傅砚辞侧身看她,姑娘站在不暗不亮的位置,明明没有灯光,她却好像本身就是一盏灯,能照亮这片寸土和他。
姑娘指着他手臂的伤口,娇柔的嗓音中掺了些命令的语气,“过来,给你包扎。”
“……”
或许从没女人敢这么命令他,尤其经历了刚才的惊心动魄之后,是个正常人都会离他远远的,偏偏这个姑娘像初生牛犊似的什么都不怕。
傅砚辞觉得特新鲜,这姑娘胆子不是一般大。
见她轻车熟路的从柜子里拿出药箱坐在沙发等他,傅砚辞无奈地摇摇头,还是提步走了过去。
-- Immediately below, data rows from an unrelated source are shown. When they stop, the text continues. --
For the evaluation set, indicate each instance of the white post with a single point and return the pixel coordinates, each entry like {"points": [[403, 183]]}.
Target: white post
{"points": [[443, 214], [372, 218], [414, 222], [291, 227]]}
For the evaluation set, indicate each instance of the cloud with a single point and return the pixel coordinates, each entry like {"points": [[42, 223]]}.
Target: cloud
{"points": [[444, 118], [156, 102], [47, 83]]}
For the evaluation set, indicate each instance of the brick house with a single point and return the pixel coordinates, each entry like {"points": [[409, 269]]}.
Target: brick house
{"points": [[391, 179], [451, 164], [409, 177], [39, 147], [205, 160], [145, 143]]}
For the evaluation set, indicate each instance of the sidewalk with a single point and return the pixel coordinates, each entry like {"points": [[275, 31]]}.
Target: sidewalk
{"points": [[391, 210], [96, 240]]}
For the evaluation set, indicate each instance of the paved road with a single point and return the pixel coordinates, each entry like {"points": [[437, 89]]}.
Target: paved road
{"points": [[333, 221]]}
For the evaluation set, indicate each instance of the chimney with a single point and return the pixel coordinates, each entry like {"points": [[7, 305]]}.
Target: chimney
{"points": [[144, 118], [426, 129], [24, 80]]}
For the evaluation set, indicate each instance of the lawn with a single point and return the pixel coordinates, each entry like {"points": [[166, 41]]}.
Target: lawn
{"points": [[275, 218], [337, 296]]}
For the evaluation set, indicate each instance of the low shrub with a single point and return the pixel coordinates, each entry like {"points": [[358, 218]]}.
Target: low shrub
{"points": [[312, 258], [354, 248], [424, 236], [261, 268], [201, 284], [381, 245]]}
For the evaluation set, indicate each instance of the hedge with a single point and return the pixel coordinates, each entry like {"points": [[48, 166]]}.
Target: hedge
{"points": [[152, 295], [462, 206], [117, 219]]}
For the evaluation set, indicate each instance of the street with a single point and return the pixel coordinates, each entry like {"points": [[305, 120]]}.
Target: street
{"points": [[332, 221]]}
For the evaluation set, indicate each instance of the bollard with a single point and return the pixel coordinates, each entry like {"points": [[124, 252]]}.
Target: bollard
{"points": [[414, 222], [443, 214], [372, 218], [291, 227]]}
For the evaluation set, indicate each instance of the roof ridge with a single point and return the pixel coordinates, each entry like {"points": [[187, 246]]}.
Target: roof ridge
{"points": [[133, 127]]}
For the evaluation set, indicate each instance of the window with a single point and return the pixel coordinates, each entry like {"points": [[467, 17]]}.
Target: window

她对包扎步骤娴熟,一边包还不忘嫌弃他的包扎技术,从头到尾都没开口问他是怎么受伤的。
傅砚辞越来越看不透她,跟在身边这么久有什么目的也该露出尾巴了,可这姑娘对他受伤的缘由好像都并不关心。
难道她的目的真的只是单纯待在他身边?
思及此,傅砚辞沉声叫她,“苏梨月,我跟你说过,我不是善人,让你离我远点,你怎么就不听呢。”
苏梨月把棉签扔进垃圾桶,摇摇头,“你不是恶人,你帮了我这么多次,还为我出面处理金子默的事,怎么能说不是善人。”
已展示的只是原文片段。